Shields’s appointment would be less damaging if anyone in the technology industry could point to an accomplishment of which she could be proud. But the most significant line item on her CV is presiding over tax planning. It’s unpatriotic, to put it mildly, and it makes her an odd choice for the House of Lords.

Women in Britain’s tech industry, in particular, don’t have very good things to say. Among other things, they ask how much clout Shields actually had in her roles at Facebook and Google? At least one member of Facebook’s board, Reed Hastings, had never heard of her until after she had left the company. 
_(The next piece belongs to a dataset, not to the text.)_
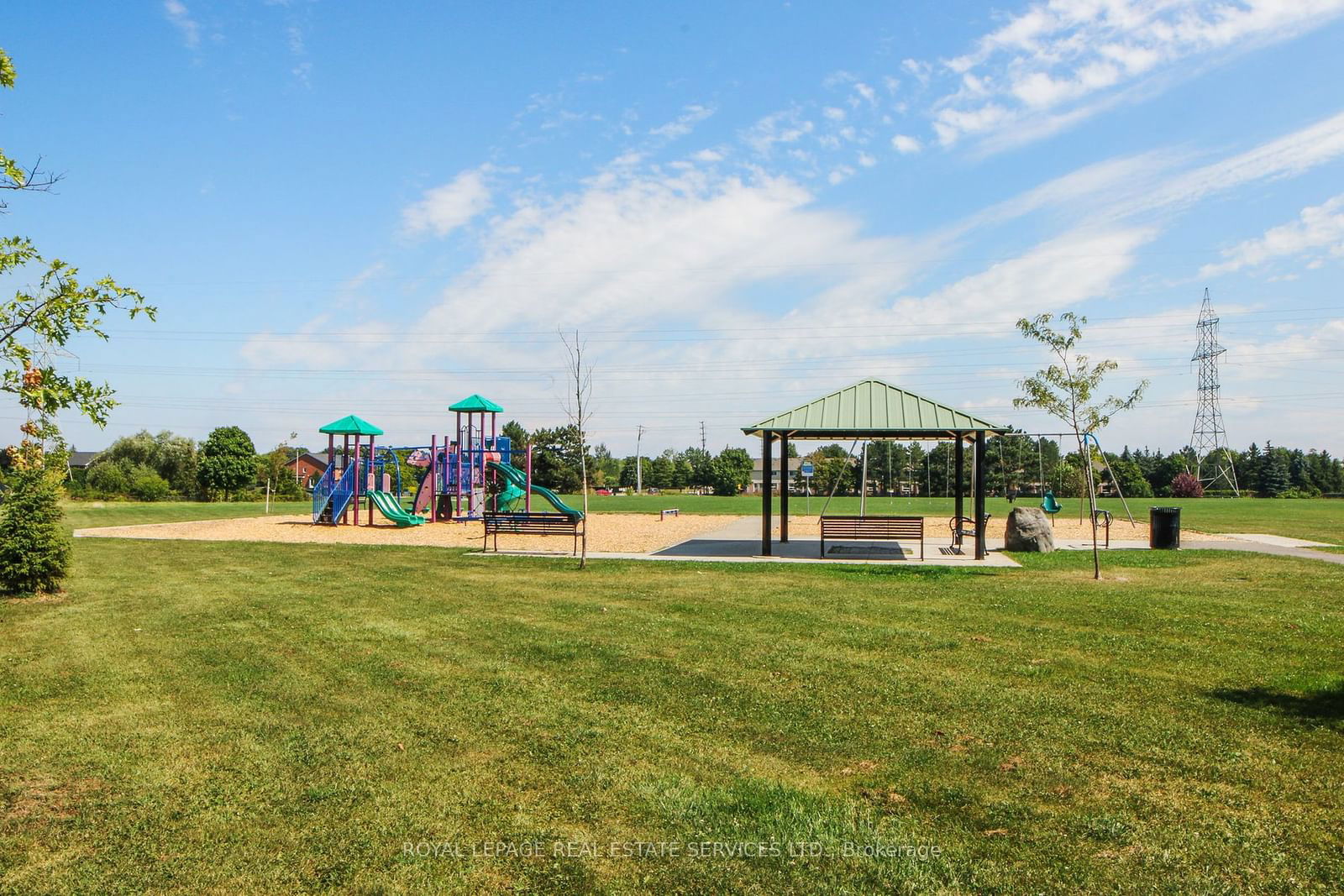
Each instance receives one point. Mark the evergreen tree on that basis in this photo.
(34, 546)
(1274, 479)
When rumours were circulating about Shields’ elevation to the Lords, one prominent female personality in the London tech scene suggested to me that she was “an over-promoted woman” whose undeserved worship made it harder for other women. She went as far as to say: “From what I’ve observed first-hand, I am embarrassed for her and to be a ‘woman in tech’ as she is so often categorised.  

“I think she’s laughable,” my source continued. “Try as I might [to find out], no one can tell me if she’s properly good at anything, or even smart.”
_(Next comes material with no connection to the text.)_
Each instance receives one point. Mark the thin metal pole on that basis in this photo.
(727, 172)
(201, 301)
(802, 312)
Another, similarly senior, woman said: “She’s the embodiment of the ‘style over substance’ problem the tech industry has when it comes to women. She’s our [Yahoo CEO] Marissa Mayer. She shows up in nice shoes and an expensive haircut but no one can tell me what she’s done.”

Then, of course, there are those infamous, unsolicited Tech City marketing emails that purport to come from Shields and from which frustrated Tech City CEOs cannot unsubscribe – emails which, together with her grand manner and hands-off approach to running the the Tech City UK quango, earned her the nickname Spam Queen.
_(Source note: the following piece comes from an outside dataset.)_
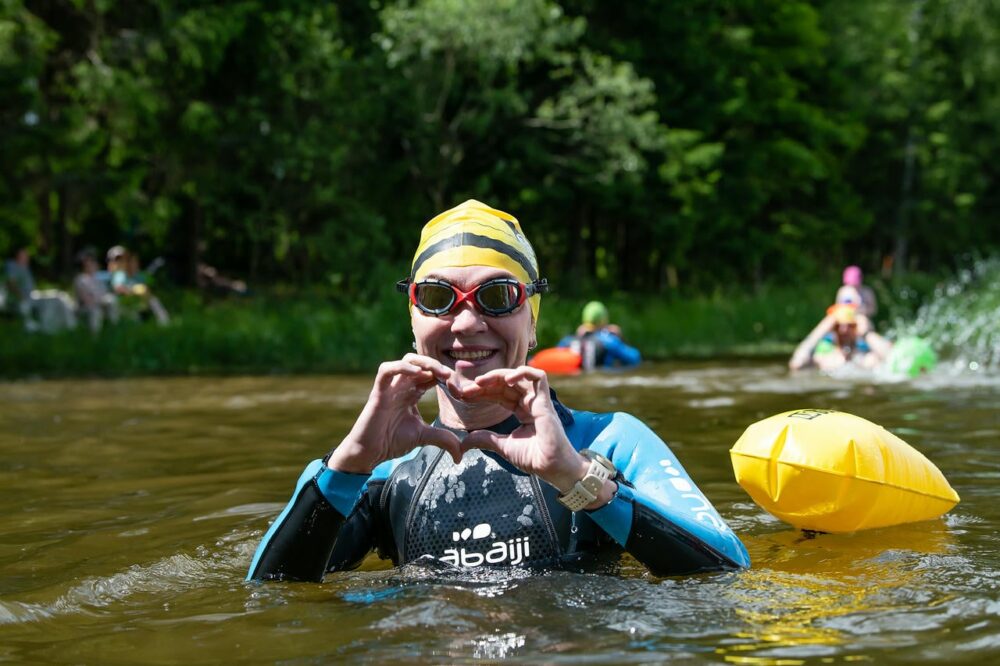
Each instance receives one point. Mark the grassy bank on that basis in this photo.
(311, 333)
It is difficult to discover what Shields was actually responsible for delivering at either Facebook or Google. No significant product launches or commercial innovations emerged from her European fiefdoms. “I find it impossible to believe she had any role in anything substantive,” goes another comment from a person who has seen Shields in action regularly over the past few years. 

Some say these criticisms are unfair. After all, Facebook and Google don’t make the law, and they are entitled to reduce their exposure to tax as far as the law permits. Besides, as one serial entrepreneur put it to me: “I would rather have a ruthless executioner in Parliament than a hypocrite apparatchik.” 

That entrepreneur was a man, and, oddly enough, men are more enthusiastic about Shields’s achievements and her place in the House of Lords than women. She’s tech savvy, they say, she’s worked for a living and she made her own fortune (“as opposed to having a landowner father or shagging a union boss,” as one Tech City boss puts it). 

Can Shields be all that much worse than those slumbering octogenarians in the Upper Chamber at discussing business and tech policy? And, hey, she fired Ben Southworth. That’s got to be worth something. The email stuff, they say, is trivial.

What matters is that the Lords should acquire businesspeople who are alive to realities of digital commerce. That can only be a good thing, whatever the minor quirks or inadequacies of the individuals – such as Baroness Lane-Fox of Soho, founder of Lastminute.com, who has attracted ridicule for some of her cutesy, faux-modest statements about Parliament.

But there is more than a whiff of tokenism about Shields’ appointment – something that does not appear to be the case for Apprentice star and businesswoman Karren Brady, who was elevated at the same time. If the Prime Minister had been serious about getting expertise into Parliament, he could have embraced prolific angel investor Sherry Coutu. She is in a different league to Shields.

It’s astonishing that the Tories aren’t better at identifying heavyweights and continually succumb to the entreaties of flatterers, careerists and token appointments whose achievements outside of committees are questionable at best. Because while the appearance of progress, rather than progress itself, may fly in politics, the business world demands a bit more substance – more substance than Joanna Shields, anyway.